I can't believe that you would allow something like that to affect what is an otherwise good marriage. Are you really that selfish? If you absolutely have to indulge in this, do it on the couch alone. How would you like it if he started smoking in bed before going to sleep? You would probably be grossed out. Well he's grossed out by you. Show a little consideration. Even better quit this unhealthy habit, and brush your teeth before going to bed.

(12) mi, January 27, 2012 5:59 PM

people can be very sensitive to eating sounds

to Nosher: Please note that there people who are really sensitive to certain sounds, usually the sound of chewing and food crunches are among them. This is called 4S -- selective sound sensitivity syndrome; the person with it often cannot really control it, it is akin to phobia as far as I understand. So do not think that this is a small issue which can be resolved by talking over. If this is the case with your spouse you probably have to stop eating chips when close to him if you would like to save this marriage. On a general note, sometimes I am amazed how important 'little things' can be... and how beneficial in life can be the ability to alter your own behavior to fit with people around you.

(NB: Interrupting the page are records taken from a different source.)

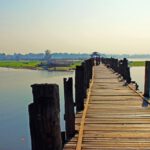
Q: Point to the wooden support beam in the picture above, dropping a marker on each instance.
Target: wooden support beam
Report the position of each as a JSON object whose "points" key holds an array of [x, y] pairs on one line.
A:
{"points": [[69, 108], [44, 116], [147, 79]]}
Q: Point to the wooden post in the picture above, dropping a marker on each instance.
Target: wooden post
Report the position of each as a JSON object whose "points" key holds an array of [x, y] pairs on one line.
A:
{"points": [[79, 88], [147, 79], [69, 108], [44, 116]]}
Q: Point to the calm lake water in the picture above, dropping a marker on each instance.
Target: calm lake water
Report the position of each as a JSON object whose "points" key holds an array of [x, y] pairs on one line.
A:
{"points": [[16, 94]]}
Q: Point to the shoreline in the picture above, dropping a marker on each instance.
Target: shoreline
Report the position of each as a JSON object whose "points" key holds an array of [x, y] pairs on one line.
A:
{"points": [[38, 69]]}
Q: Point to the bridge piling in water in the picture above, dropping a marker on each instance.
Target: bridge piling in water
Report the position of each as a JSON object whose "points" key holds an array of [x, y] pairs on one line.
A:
{"points": [[44, 117]]}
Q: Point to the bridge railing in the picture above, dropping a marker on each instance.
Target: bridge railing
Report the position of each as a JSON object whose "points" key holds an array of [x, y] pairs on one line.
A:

(11) Patti Cockfield, January 17, 2012 3:57 PM

False assumption

It is true that most abusers were abused as children themselves but the reverse is not true. This is a common false assumption. Worried future parent's concern shows her true desire and she will work towards being a good parent. Therapy is not the only way to achieve this. Sometimes the best way is to observe friends who are good parents, and learn from them. As a therapist myself, and former child protective services worker, i know that those who are concerned about their parenting can grow to become good parents, even if they started on the wrong track. It is those who say "I'm not going to change. Look at me, I'm fine and my parents treated me like this." who are not likely to become successful supportive parents. They are the ones most in need of therapy. By a therapist who can care about them, and give them a safe place to explore the feelings and trauma they hide.

a person, January 23, 2012 10:34 PM

I think WFP is AWESOME!!! sorry you had to go through that horrible experience and years as a child, but your worry will be the first step to stop the chain. also, the statistics are the opposite. while most abusers were abused themselves, that does NOT mean and should NOT be translated that most people abused become abusers. it's not true. you're good, and you'll be an AWESOME mother. you'll make sure of it:)

(10) levi, January 16, 2012 10:09 PM

therapy!

im very disappointed that Emuna didn't tell the "Future Worried Parent" the most important piece of advice; THERAPY!